Using Kubernetes to Scale Multi-Class Clusters
2020-03-29, 11:20–11:50, Room 2

As K8s adoption continues to grow, use cases which require more than one cluster instance emerge. Scalability limitations, different cluster configurations (specific capabilities for various purposes), and multi-cloud presence are among these use cases. In general, multiple cluster classes can be envisioned for creating instances, where each class represents a specific cluster configuration on a specific cloud provider.

We discuss how we use an open source project to extend the K8s control plane, so we can provision and scale such multi-class clusters. We first express each class as a set of K8s resource manifests, and then use a claim-based provisioning model for creating an instance of an arbitrary class. Then we show how a custom K8s controller can leverage this claim-based model to scale clusters across each cluster class, adopting a similar approach used in K8s pod auto-scaling.

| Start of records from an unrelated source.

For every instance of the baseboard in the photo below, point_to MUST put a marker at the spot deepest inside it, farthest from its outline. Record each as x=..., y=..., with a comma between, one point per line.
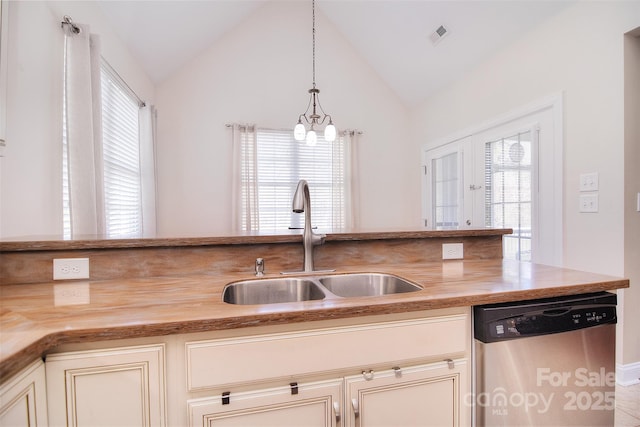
x=628, y=374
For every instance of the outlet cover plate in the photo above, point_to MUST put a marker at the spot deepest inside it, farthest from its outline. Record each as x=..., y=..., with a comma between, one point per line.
x=452, y=251
x=589, y=203
x=70, y=268
x=589, y=181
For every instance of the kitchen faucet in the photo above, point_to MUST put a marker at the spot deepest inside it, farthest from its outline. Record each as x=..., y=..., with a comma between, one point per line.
x=302, y=203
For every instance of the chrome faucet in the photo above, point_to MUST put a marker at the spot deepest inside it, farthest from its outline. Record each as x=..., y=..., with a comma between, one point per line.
x=302, y=203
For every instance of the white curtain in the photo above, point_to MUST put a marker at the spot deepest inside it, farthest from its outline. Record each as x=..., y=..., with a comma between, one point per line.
x=83, y=131
x=351, y=140
x=147, y=119
x=245, y=178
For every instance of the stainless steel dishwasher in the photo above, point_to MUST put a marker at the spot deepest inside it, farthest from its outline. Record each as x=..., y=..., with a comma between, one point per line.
x=546, y=362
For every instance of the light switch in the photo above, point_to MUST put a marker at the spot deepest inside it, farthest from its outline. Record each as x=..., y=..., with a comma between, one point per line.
x=589, y=181
x=589, y=203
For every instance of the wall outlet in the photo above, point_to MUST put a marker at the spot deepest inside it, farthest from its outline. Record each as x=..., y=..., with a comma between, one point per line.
x=589, y=181
x=589, y=203
x=70, y=268
x=452, y=251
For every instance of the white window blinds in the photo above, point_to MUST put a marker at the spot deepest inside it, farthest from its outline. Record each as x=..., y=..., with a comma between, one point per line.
x=121, y=158
x=280, y=162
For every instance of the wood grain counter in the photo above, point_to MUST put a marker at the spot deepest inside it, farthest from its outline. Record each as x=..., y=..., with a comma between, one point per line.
x=37, y=317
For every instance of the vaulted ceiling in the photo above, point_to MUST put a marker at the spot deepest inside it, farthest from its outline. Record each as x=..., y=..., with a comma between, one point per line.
x=393, y=36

Benefits to the ecosystem:
- While K8s has a good story around pods auto-scaling, little is done to auto-scale cluster instances when the workload is distributed across multiple clusters. We use the same horizontal pod auto-scaling concepts to scale cluster instances. This enables applying the same pod auto-scaling best practices to scale clusters, w/o introducing new tools or patterns.
- Creating clusters is often done through cloud provider UIs, or running custom scripts or third-party tools. Instead, by expressing cluster classes as K8s resource manifests, users will be able to use the same K8s tools to manage the instances (e.g. kubectl, kustomize, etc.), w/o requiring extra tools.
- Cluster classes are inspired by K8s Storage Class and PVC pattern. This model hits home with the community, and adding new classes will be as easy as applying a new set of resource manifests.
- Workloads which require extraordinary number of nodes can be scheduled with no cluster tweaks. Unlike existing approaches where the node count is increased beyond normal limits to tackle high load (Alibaba), it is not required to have an abnormal node count per cluster.
- Cluster instances can be provisioned on a variety of cloud vendors.

Attendees walk away with a K8s control plane to build a scalable multi-cluster framework with different cluster classes. This talk also opens the door for future work around more complex cluster scheduling, like utilizing cloud vendor metrics for cost and latency optimizations.